Ogni persona vive questi momenti con la sua umanità, con la sua fede, con la sua libertà d’animo, con il senso ecclesiale che le è proprio. Dobbiamo domandare al Signore lo spirito di comunione che in Cristo riconosce l’unico essenziale; solo così, con serenità, si possono valutare i cambi e magari si riesce a comprenderli meglio e, con il passare del tempo, a viverli con libertà e cristiano distacco.
Ma quali sono le ragioni che stanno dietro il cambio dei parroci e dei sacerdoti in generale? Bisogna ricordare che la Chiesa non inizia e non finisce con la nostra parrocchia, qualche volta vissuta come realtà a sé stante. Le parrocchie sono comunità, porzioni dell’unica Chiesa diocesana ed universale. Una parrocchia non è un’isola e non dipende in modo esclusivo dal parroco, per quanto importante possa esserne la figura. Se una parrocchia è cresciuta nella fede e nell’amore, supera la normale fase di assestamento dovuta al cambio del parroco senza scomporsi più di tanto e nella comunione; in questo i fedeli laici, i battezzati e le battezzate, hanno un ruolo fondamentale. I preti sanno di essere cappellani o parroci per un determinato periodo e loro per primi sanno che Cristo resta sempre. Il prete è fatto per andare e non per restare. Riflettiamo su tale logica ecclesiale per testimoniarla alle nostre comunità.

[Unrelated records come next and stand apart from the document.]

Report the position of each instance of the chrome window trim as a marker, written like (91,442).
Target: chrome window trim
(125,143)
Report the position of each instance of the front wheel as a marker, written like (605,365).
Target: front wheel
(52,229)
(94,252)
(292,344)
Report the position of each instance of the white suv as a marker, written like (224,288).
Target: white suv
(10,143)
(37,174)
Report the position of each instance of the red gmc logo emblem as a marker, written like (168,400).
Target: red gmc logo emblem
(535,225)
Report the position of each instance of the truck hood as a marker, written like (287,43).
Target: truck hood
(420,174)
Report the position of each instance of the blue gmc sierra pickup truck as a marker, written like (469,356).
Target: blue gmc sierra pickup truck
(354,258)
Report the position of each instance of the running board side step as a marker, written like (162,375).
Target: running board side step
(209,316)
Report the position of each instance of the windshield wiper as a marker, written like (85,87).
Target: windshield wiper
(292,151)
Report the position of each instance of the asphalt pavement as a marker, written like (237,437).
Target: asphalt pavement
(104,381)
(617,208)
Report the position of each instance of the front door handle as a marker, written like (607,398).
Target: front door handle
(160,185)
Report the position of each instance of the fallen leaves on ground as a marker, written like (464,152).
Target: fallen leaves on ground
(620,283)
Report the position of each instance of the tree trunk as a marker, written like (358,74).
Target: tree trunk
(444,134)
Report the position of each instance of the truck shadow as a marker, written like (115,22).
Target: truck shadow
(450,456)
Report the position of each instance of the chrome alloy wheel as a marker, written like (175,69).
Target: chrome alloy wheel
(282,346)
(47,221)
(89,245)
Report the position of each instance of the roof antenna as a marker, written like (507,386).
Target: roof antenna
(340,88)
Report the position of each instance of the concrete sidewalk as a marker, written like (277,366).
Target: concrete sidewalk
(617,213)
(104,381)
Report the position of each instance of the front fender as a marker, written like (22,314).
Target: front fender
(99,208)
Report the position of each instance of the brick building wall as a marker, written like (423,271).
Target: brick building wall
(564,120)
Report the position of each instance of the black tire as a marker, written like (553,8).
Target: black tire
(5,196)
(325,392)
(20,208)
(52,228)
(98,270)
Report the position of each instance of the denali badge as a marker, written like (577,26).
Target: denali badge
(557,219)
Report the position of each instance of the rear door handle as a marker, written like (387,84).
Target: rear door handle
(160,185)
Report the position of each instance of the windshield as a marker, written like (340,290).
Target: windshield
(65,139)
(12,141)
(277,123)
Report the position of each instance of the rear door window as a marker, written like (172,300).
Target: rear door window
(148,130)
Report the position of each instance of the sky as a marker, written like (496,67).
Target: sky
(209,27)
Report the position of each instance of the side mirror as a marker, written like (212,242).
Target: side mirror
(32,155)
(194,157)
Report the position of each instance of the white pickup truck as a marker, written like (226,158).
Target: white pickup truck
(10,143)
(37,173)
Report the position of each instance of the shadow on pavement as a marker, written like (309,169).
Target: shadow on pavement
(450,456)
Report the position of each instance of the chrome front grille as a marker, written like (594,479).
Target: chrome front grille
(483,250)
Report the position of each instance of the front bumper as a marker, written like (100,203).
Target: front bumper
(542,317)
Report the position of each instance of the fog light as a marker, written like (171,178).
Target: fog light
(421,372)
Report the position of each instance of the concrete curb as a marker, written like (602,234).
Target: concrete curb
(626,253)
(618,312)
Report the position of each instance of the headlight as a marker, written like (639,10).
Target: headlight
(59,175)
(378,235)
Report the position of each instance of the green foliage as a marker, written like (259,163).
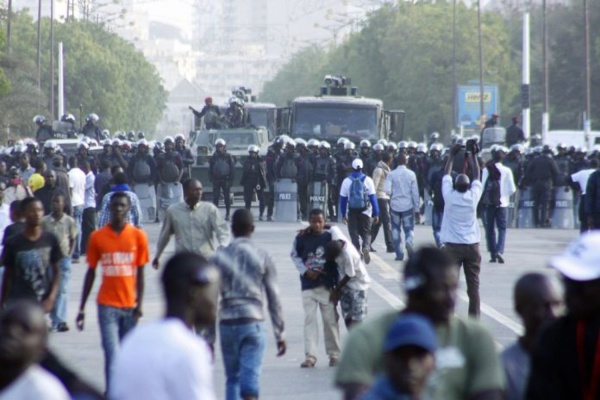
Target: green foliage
(403,55)
(103,73)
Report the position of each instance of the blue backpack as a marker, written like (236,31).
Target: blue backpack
(358,198)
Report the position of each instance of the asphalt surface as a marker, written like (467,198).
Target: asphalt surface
(282,378)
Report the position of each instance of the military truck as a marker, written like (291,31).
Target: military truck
(338,111)
(202,144)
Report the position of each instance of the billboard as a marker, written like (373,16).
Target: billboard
(468,97)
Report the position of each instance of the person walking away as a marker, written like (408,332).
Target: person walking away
(195,224)
(221,172)
(514,133)
(460,229)
(31,261)
(409,359)
(430,281)
(65,229)
(254,180)
(170,171)
(121,250)
(380,174)
(246,273)
(401,186)
(77,184)
(23,337)
(537,302)
(88,218)
(358,203)
(134,213)
(564,361)
(580,179)
(308,255)
(163,359)
(353,279)
(498,185)
(541,175)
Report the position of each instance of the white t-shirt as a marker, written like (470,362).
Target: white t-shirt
(35,384)
(162,360)
(350,263)
(582,177)
(77,185)
(459,224)
(369,186)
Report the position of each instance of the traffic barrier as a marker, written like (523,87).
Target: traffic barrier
(147,196)
(286,201)
(525,210)
(562,217)
(317,196)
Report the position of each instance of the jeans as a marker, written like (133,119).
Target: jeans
(469,257)
(88,225)
(384,222)
(243,347)
(495,217)
(114,324)
(222,187)
(359,226)
(311,300)
(260,195)
(77,216)
(403,220)
(436,225)
(59,311)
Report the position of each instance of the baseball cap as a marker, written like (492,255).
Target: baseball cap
(411,330)
(357,164)
(581,260)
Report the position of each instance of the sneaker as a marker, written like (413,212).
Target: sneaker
(366,255)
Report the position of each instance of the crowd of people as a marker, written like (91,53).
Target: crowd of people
(219,274)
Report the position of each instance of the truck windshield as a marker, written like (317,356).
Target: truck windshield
(333,121)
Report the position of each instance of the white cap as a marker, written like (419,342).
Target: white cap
(581,260)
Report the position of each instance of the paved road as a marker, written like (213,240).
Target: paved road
(282,378)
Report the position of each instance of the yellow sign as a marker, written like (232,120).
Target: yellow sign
(474,97)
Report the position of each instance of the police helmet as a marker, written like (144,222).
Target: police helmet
(39,119)
(92,117)
(301,142)
(68,118)
(365,143)
(436,147)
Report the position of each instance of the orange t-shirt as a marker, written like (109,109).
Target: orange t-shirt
(119,255)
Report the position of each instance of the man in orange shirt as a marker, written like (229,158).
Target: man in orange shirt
(122,251)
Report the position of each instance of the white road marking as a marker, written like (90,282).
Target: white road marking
(394,301)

Il vescovo cerca di perseguire, al meglio, il bene di tutta la Diocesi e, in essa, delle singole parrocchie. Si consiglia con i propri collaboratori ma non solo con questi; si serve dello strumento prezioso della visita pastorale durante la quale incontra persone e può valutare situazioni concrete; cerca poi di pregare molto prima di prendere delle decisioni attendendo anche anni prima di assumerle; con la grazia connessa al suo ministero si adopera per comprendere le necessità dell’intera Chiesa diocesana e non solo di una porzione di essa perché la Chiesa di cui è vescovo gli è stata affidata da Dio e non l’ha scelta lui.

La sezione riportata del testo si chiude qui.